Sans tomber dans l'admiration béate, il convient de suivre ce qui
se passe tout particulièrement dans le monde civil, de tester de
manière pragmatique les idées novatrices en les triant afin
de ne pas subir complètement cette transformation et parmi ces idées
novatrices, les nouveaux logiciels libres semblent prometteurs |
Maîtrise de l'Information
: recherche de concepts adaptés au cas de la France
|
Le concept d'information warfare (IW), que l'on traduit en français par maîtrise de l'information (MI), a donné lieu depuis cinq ans aux États-Unis à une profusion d'analyses, d'études, d'articles et de textes doctrinaux souvent liés au vaste thème de la Revolution in Military Affairs (RMA). En France, le même
intérêt se fait jour pour la MI, avec le traditionnel décalage.

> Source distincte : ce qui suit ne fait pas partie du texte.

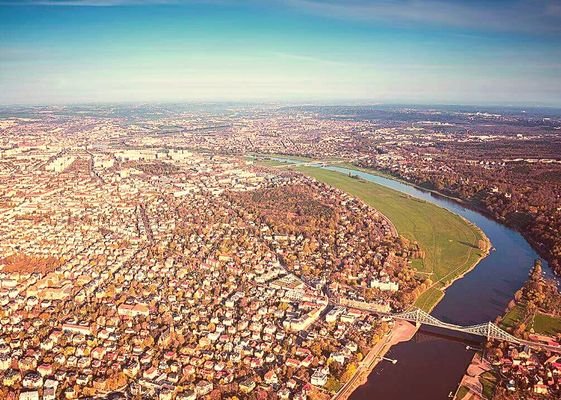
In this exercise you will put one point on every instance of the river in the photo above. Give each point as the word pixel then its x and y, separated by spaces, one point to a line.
pixel 431 365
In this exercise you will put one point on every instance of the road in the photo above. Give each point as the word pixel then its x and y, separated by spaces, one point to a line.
pixel 401 332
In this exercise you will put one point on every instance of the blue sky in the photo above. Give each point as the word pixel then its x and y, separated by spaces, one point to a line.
pixel 407 51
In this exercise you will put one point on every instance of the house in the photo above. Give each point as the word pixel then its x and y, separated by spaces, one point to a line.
pixel 247 385
pixel 319 377
pixel 135 310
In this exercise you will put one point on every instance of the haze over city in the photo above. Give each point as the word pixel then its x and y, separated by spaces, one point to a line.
pixel 280 200
pixel 459 52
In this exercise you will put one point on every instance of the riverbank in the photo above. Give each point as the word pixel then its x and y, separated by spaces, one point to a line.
pixel 450 243
pixel 536 245
pixel 402 331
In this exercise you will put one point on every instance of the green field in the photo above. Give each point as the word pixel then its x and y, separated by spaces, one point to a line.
pixel 449 242
pixel 542 324
pixel 513 317
pixel 546 324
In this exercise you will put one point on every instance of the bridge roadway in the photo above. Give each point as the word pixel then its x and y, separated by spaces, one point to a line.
pixel 488 330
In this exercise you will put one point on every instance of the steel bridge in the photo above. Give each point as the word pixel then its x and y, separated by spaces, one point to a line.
pixel 488 329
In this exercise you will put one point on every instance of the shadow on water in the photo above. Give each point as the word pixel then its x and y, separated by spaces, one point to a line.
pixel 432 368
pixel 431 365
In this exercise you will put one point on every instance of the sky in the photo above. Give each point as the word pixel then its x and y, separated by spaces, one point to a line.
pixel 500 52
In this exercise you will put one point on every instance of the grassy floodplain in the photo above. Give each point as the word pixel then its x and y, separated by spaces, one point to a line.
pixel 449 241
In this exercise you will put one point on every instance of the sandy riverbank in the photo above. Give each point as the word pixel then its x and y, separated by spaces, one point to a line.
pixel 402 331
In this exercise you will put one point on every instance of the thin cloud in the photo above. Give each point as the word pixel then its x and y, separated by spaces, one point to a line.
pixel 522 15
pixel 97 3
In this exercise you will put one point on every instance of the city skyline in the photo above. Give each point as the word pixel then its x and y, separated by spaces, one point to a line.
pixel 58 52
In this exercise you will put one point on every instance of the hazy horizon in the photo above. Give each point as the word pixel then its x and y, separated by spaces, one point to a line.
pixel 65 52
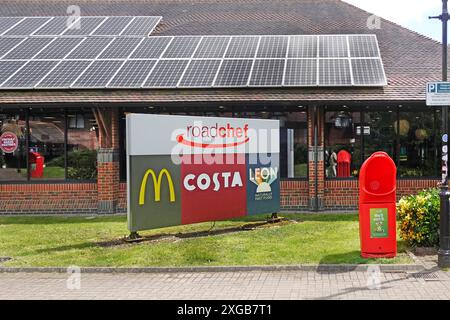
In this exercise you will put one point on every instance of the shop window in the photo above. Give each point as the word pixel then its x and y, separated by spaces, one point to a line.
pixel 62 144
pixel 293 144
pixel 13 158
pixel 47 142
pixel 343 143
pixel 417 151
pixel 82 144
pixel 382 132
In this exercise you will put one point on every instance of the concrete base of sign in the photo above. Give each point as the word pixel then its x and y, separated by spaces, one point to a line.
pixel 378 255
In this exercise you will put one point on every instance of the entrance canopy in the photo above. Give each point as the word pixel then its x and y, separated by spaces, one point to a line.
pixel 36 53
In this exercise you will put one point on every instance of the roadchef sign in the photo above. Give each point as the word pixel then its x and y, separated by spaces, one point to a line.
pixel 184 170
pixel 8 142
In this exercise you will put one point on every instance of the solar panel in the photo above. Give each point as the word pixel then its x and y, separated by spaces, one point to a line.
pixel 113 26
pixel 84 26
pixel 184 61
pixel 234 73
pixel 28 48
pixel 267 72
pixel 302 47
pixel 120 48
pixel 200 73
pixel 141 26
pixel 333 46
pixel 151 48
pixel 7 68
pixel 27 26
pixel 363 46
pixel 166 74
pixel 301 72
pixel 368 72
pixel 272 47
pixel 334 72
pixel 65 73
pixel 90 48
pixel 29 75
pixel 7 23
pixel 54 27
pixel 212 47
pixel 132 74
pixel 59 48
pixel 242 47
pixel 182 47
pixel 7 44
pixel 98 74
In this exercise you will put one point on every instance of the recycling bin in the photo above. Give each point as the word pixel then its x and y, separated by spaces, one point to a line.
pixel 36 164
pixel 377 210
pixel 344 162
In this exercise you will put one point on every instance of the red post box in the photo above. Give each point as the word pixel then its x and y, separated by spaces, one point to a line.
pixel 377 211
pixel 344 162
pixel 36 164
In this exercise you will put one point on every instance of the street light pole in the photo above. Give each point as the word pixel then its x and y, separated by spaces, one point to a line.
pixel 444 235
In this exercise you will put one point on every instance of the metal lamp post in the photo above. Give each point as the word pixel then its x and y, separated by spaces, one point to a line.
pixel 444 236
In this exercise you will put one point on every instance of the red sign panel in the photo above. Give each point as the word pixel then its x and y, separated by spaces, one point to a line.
pixel 214 191
pixel 8 142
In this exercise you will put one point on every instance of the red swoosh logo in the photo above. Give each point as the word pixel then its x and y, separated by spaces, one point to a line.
pixel 181 139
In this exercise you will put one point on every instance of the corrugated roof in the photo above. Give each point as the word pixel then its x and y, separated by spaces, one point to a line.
pixel 410 59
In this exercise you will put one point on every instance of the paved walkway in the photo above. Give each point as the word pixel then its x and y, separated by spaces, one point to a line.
pixel 228 285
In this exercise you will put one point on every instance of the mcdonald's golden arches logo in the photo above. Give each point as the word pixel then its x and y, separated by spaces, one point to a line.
pixel 156 185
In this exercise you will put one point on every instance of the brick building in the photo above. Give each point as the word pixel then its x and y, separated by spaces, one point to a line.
pixel 70 128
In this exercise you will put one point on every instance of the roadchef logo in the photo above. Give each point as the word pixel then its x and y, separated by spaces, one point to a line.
pixel 215 136
pixel 263 178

Les états-majors, la DGA, les industriels réfléchissent
aux implications du concept sur la guerre future, l'apparition de nouvelles
vulnérabilités, la nécessité de développer
de nouveaux équipements et d'adopter de nouvelles procédures
et de nouvelles organisations de forces. Afin de sensibiliser l'ensemble
des armées et de poser des jalons pour une doctrine française
en la matière, l'EMA a consacré un chapitre à la MI
dans son document doctrinal sur l'emploi des forces . Ce document, essentiellement
évolutif, a le mérite, pour la première fois, de préciser
le contenu du concept et les principes d'action que l'on doit en tirer. Il n'en demeure pas moins
que, aussi bien aux États-Unis qu'en France, il règne une
grande confusion sur le contenu et la portée du concept. Pour certains,
il ne s'agit que d'une évolution des techniques de communication
et de traitement de l'information qui peut conférer à celui
qui les détient un avantage tactique décisif. Il ne s'agirait
somme toute que d'une extension de la guerre électronique. Pour
d'autres, la conduite même des opérations et l'organisation
des forces en seraient affectées. Ce sont les adeptes de la RMA.

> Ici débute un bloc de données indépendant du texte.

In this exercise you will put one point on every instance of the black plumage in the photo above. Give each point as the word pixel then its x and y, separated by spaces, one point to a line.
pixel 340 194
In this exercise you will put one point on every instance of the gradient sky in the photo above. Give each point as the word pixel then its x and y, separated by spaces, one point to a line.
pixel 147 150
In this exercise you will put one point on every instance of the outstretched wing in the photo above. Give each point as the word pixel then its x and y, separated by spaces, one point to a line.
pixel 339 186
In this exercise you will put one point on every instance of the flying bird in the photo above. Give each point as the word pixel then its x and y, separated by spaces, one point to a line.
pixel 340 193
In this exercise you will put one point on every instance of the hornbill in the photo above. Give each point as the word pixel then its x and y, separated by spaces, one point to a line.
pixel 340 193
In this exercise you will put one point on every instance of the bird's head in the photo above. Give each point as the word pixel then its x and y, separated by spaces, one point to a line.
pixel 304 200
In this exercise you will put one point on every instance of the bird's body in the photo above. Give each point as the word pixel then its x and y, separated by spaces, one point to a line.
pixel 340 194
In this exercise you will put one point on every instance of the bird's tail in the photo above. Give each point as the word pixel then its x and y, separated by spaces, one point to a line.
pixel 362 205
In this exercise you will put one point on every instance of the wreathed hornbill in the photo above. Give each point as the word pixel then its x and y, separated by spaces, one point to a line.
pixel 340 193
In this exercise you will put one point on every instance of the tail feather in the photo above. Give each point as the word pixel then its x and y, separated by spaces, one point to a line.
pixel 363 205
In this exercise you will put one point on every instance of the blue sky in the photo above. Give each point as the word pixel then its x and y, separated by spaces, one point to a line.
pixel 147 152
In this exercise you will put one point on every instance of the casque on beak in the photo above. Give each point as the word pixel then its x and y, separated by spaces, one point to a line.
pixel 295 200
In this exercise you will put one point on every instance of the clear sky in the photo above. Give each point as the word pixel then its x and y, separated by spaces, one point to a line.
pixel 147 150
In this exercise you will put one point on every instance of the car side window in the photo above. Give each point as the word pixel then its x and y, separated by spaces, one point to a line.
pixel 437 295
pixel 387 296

Pour d'autres enfin, ce serait une remise en cause fondamentale des objectifs
de la guerre et de la façon de la mener. De plus chacun place sous
ce vocable les moyens et les modes d'action les plus divers qui vont du
moyen de leurrage d'un autodirecteur de missile aux techniques de "management
de la perception" destinées à influer sur le processus de
décision adverse. Certes, la découverte
du rôle de l'information dans l'art de la guerre n'est pas nouvelle.
Les grands stratèges du passé l'avaient amplement souligné.
Les notions clausewitziennes de brouillard et de friction du champ de bataille
se réfèrent déjà à la difficulté
pour le commandement d'apprécier une situation opérationnelle.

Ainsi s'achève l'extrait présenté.